Captain Thomas Oloff de Wet CBE (26 February 1869 – 30 March 1940) was a Senior British Officer in the Royal Navy. He was Principal Naval Transport Officer during the evacuation of Constantinople in 1923, Principal Sea Transport Officer in North China in 1927 and Officer in Charge of Sea Transport in Egypt between 1924 and 1926 and again between 1928 and 1933.

==Life==
Thomas Oloff de Wet was born in Dublin on 26 February 1869, the son of Major G. Oloff de Wet. He received his education at Bedford Modern School and thereafter on HMS Worcester. In his final year on HMS Worcester a 'letter was read from Her Majesty presenting the usual gold medal for the cadet "likely to become the finest sailor," and this had been awarded to Thomas Oloff de Wet, who had also won the sextant given by the Elder Brethren of the Trinity House.'

In 1887, de Wet was indentured in the Merchant Navy and in 1892 was made First Mate. In 1895, he was made a Sub-Lieutenant in the Royal Naval Reserve, rising to the rank of Lieutenant in 1896. By 1911 de Wet was a retired Captain of the Royal Navy and in January 1914 he was granted Freedom of the City of London.

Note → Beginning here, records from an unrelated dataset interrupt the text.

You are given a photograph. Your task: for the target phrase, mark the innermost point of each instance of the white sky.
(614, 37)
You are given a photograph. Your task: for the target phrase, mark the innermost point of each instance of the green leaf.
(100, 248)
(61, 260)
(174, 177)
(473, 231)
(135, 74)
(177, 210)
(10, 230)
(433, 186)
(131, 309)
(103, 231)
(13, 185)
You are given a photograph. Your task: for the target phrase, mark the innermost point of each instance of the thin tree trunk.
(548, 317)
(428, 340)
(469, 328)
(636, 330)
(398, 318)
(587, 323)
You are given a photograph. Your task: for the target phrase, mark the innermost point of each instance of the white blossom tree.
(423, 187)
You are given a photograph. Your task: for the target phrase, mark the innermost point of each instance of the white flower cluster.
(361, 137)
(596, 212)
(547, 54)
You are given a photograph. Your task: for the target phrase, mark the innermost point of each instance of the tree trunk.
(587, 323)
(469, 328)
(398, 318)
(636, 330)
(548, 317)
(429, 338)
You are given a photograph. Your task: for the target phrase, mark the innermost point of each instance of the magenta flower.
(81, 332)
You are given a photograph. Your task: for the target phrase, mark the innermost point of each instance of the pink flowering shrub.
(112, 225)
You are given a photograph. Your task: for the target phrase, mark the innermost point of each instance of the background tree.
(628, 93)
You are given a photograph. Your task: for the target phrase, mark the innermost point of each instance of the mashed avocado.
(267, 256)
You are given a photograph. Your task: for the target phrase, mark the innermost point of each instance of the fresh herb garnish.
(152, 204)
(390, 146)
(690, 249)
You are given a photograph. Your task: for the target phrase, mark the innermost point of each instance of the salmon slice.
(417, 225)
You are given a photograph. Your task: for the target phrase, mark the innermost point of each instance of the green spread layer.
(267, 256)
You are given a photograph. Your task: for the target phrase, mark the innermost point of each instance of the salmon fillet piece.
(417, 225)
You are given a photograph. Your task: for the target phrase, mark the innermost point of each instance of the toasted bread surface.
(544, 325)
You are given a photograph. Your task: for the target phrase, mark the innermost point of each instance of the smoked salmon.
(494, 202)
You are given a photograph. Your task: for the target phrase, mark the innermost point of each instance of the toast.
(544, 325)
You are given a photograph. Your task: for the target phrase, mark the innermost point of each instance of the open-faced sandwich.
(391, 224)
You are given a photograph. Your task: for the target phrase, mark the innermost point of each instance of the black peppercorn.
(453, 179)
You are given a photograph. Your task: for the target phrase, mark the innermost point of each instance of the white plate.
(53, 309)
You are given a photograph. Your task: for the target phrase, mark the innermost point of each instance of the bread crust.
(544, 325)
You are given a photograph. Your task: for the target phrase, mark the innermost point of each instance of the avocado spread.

At the outbreak of the first World War, de Wet returned to service; he was mentioned in despatches and awarded the CBE for valuable services as Divisional Naval Transport Officer in Vancouver. Continuing in service, he was subsequently Principal Naval Transport Officer during the evacuation of Constantinople in 1923, Principal Sea Transport Officer in North China in 1927 and Officer in Charge of Sea Transport in Egypt between 1924 and 1926 and again between 1928 and 1933.

De Wet married Elizabeth (née Bradstreet) in 1896 and they had a son (H W A O de Wet, educated at Monkton Combe School and imprisoned in Germany as a spy during World War 2) and two daughters. He died on 30 March 1940 at Marlborough House in St Albans, England.